Ne sono convinto anch’io. Assolutamente. Ma come mai, allora, i suoi personaggi femminili trasudano tanta angoscia di non riuscire mai a trovare l’uomo giusto? Non sarà una questione di età? Personalmente, ahimè, temo che si tratti di una facoltà, oltre che repressa e inibita, anche destinata a rarefarsi e perdersi con l’invecchiamento. Più passano gli anni, meno si è capaci di produrre e recepire un simile messaggio amoroso fatto di "sentori" o "radiazioni".
«No, assolutamente no. Non lo credo. Basta essere capaci di rimanere aperti alla possibilità dell’amore. Il problema è che la cosiddetta "civiltà" ci ha "sterilizzati", reso incapaci di esercitare a fondo simili facoltà, che risultano ormai forse praticabili soltanto a chi sa chiudersi in meditazione, ai mistici, agli yoghi. O agli artisti. Alle streghe.»
Possibile, possibile. Chi può escluderlo? Ma via, parliamo di cose più pratiche. Come va che questa Ballata viene pubblicata in prima edizione mondiale proprio in Italia, prima ancora che negli Stati Uniti?
«Semplicissimo. Perché amo più il vostro paese che il mio. E’ più umano. Più sensibile al lavoro degli artisti. Non sono certamente il primo scrittore di lingua anglosassone a pensarla così. Qui avvertiamo un certo particolarissimo senso di libertà. Qui è ancora possibile essere artista. In America un artista è un criminale. Uno scrittore ha senso soltanto se guadagna un sacco di soldi. Con il risultato che i più importanti autori americani di oggi sono, nell’ordine, Danielle Steel, Stephen King e Thomas Clancy. Nient’altro.»

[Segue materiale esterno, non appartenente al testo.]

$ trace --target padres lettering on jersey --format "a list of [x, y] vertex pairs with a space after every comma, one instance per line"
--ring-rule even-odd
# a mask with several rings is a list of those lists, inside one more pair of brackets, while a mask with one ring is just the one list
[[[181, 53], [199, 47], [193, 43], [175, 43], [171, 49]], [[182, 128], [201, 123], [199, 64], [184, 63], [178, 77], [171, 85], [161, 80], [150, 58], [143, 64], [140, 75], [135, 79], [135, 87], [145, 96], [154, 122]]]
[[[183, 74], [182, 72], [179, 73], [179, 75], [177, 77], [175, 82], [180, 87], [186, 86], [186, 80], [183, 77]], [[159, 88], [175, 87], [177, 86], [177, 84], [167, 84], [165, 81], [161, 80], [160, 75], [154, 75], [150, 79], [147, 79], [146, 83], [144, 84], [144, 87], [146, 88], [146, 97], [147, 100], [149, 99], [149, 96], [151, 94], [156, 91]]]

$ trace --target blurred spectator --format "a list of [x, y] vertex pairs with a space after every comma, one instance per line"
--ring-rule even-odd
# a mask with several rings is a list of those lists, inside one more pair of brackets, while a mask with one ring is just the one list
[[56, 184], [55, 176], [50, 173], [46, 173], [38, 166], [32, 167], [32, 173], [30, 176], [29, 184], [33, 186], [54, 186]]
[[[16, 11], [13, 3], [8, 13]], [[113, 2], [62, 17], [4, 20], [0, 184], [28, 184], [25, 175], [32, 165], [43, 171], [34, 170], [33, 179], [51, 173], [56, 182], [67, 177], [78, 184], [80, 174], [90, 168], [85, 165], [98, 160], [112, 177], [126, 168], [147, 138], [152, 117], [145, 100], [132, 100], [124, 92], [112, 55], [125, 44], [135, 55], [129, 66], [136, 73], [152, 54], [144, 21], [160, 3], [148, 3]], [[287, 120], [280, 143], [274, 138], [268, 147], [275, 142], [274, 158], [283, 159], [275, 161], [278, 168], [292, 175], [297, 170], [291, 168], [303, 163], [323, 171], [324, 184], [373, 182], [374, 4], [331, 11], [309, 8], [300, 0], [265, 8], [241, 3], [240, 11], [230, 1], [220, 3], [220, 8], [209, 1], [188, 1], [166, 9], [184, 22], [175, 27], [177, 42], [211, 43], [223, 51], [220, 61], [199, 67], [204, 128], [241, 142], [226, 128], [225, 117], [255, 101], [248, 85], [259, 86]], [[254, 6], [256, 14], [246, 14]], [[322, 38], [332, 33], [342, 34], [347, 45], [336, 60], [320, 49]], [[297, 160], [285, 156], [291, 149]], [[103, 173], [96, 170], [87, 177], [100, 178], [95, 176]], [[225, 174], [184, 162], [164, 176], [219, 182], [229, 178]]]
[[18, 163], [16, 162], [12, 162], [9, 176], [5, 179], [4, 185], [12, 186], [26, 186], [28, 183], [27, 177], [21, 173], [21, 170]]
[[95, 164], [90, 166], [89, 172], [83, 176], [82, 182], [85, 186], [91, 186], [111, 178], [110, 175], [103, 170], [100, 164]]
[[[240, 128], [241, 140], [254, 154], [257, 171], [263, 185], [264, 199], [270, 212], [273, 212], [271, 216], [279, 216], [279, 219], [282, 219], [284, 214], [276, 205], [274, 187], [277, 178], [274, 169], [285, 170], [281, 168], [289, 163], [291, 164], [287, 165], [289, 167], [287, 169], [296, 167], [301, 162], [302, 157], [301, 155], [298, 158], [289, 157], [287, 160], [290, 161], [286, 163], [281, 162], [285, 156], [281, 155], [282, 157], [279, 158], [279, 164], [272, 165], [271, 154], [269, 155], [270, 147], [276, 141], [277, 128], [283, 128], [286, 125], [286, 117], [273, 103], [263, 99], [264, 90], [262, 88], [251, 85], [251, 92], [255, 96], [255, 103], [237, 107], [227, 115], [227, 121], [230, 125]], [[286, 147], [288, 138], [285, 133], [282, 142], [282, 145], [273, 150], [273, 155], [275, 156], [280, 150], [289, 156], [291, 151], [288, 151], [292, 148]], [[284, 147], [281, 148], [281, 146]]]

Mettiamo anche Erica Jong nel mazzo? Mettiamocela, su. Sta di fatto, cara Erica, che anche in Italia non sono tutte rose, seppure con un ribaltamento. Uno scrittore è un criminale se ha successo. Se muore diventa santo, soprattutto quando i suoi diritti d’autore arrivano a essere di pubblico dominio e nessun editore li deve più pagare. Se invece si limita a scrivere, be’, non me la sento di spiegare in termini linguisticamente espliciti come e che cosa viene considerato.
«Sì, capisco benissimo. Nemo propheta in patria, come dappertutto. Però io in Italia mi trovo benissimo. Perciò da sei anni passo le mie estati a Venezia, città che ho scoperto diciannovenne, dove mi piace ambientare le storie che racconto e dove affitto delle bellissime case. L’ultima era un vero e proprio palazzo, alla Giudecca, di fianco al "Cipriani Dolci". Una dimora del quindicesimo secolo, decadentissima, ricca di motivi di ispirazione letteraria. Le precedenti erano a Dorsoduro e alla Salute, e così via. Città singolare, affascinante, carica di mistero, nella sua confusione di aria e acqua, con quella sua famosa "nebbia" dove sembra sempre di essere circondati dai fantasmi dei grandi che vi sono vissuti e morti. Tintoretto, Marco Polo, Byron, Casanova. Il von Aschenbach di Thomas Mann.»
Infatti verso la fine del romanzo, Leila Sand, in un momento di sconforto da brevissima astinenza sessuale, per un attimo medita addirittura di gettarsi nella laguna. "Non è a Venezia", pensa, "che vengono a morire gli artisti?" Ritiene forse, signora Jong, che la sanguigna e non poco spermatica vicenda da lei raccontata in questa Ballata, e quella delicatissima, rarefatta, estenuata, narrata da Thomas Mann in Morte a Venezia, abbiano la stessa valenza?
«Perché no? Sono storie molto diverse, naturalmente, ma sono comunque storie di un’ossessione. Un’ossessione amorosa. Avente come scenario Venezia. Leila vuole con ogni forza il suo uomo perduto. Von Aschenbach è irrimediabilmente fulminato dalla visione del ragazzo.»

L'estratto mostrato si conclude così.